You tend to thing to people who seem to have it all, or who seem so strong, are immune to the very human issue of mental health.  I’m proud of Taraji for speaking out on this.

The Oscar nominee described the harrowing “dark moment” she experienced in recent months.

“For a couple of days, I couldn’t get out of the bed, I didn’t care. That’s not me. Then, I started having thoughts about ending it,” she said during her Facebook Watch series, “Peace of Mind with Taraji,”

The “Empire” star, 50, said these thoughts occurred “two nights in a row, and noted that she owns a gun, which she keeps in a safe.

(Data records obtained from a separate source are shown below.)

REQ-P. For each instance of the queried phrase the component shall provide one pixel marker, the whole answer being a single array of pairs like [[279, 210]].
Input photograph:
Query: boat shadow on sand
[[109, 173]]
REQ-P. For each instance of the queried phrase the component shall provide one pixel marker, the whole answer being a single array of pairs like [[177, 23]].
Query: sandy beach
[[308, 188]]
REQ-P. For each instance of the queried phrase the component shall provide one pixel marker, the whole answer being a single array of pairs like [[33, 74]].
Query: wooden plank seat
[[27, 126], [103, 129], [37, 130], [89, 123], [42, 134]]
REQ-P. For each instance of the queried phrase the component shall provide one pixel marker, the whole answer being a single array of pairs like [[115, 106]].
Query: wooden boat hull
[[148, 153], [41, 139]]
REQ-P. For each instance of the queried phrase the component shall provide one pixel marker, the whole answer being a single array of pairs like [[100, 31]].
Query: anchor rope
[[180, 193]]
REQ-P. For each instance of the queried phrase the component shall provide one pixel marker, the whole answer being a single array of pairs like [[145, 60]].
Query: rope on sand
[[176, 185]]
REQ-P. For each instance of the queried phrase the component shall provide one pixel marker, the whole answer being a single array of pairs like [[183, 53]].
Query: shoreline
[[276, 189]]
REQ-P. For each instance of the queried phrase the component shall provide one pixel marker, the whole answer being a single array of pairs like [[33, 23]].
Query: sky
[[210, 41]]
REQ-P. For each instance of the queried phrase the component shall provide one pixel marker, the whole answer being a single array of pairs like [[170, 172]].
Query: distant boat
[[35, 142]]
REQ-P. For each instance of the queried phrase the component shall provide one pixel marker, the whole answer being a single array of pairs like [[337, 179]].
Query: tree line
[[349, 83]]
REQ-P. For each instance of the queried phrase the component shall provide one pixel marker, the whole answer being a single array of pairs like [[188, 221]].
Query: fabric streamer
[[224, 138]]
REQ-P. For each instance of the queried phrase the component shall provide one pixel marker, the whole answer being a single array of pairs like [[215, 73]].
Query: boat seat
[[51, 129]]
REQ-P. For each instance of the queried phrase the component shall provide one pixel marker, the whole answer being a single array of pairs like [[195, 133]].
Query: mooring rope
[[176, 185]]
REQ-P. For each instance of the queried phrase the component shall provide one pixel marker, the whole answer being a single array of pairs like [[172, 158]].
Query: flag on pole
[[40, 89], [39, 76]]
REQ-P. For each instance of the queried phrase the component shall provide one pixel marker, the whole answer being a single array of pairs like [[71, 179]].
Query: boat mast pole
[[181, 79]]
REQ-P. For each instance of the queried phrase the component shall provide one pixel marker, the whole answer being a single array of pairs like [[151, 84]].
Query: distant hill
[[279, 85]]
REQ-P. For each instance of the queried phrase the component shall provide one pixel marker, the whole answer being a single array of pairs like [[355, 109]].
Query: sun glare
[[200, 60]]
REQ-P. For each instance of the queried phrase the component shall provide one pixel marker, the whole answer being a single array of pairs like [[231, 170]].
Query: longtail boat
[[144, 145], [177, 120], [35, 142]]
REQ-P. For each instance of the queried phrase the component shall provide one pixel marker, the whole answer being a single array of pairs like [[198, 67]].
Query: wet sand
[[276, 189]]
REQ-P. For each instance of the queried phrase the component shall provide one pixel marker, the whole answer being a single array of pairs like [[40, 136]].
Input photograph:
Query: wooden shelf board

“If I could go in there right now, and just end it all ’cause I want it to be over, ” Henson recalled of her thoughts.

“Thought about my son [Marcell Johnson], I said, ‘He’s grown, he’ll get over it,’” she continued.

Henson said she felt herself withdrawing from loved ones during this period.

“People were calling me, I wasn’t responding. I didn’t care,” Henson said.

Henson said she finally told a friend about her headspace, adding she felt partly “ashamed.”

“I was like, ‘I don’t want them to think I’m crazy.’ I don’t want them to, you know, obsess over me or think they gotta come and sit on me,” Henson said. “So one day I just blurted it out to my girlfriend. She called me in the morning and I was like, ‘You know I thought about killing myself last night.’”

Henson, who conversed Wednesday with licensed psychologist Dr. LaShonda Green, said she felt if she kept her thoughts inward it would become a “plan.”

“At first it was like, ‘I don’t want to be here,’ then I started thinking about going to get the gun. That’s why when I woke up the next morning, I blurted it out because I felt like after a while it was going to take over me and it was going to become a plan,” she added.

“There would be days when my brain wouldn’t stop racing with the worst scenarios in the world, which would heighten my anxiety,” she told Self magazine at the time. “There was no shame when I started to recognize it. It was like, ‘I have to get some help,’ because I’m the life of the party and when I go dark, I go dark. I don’t want to leave the house.”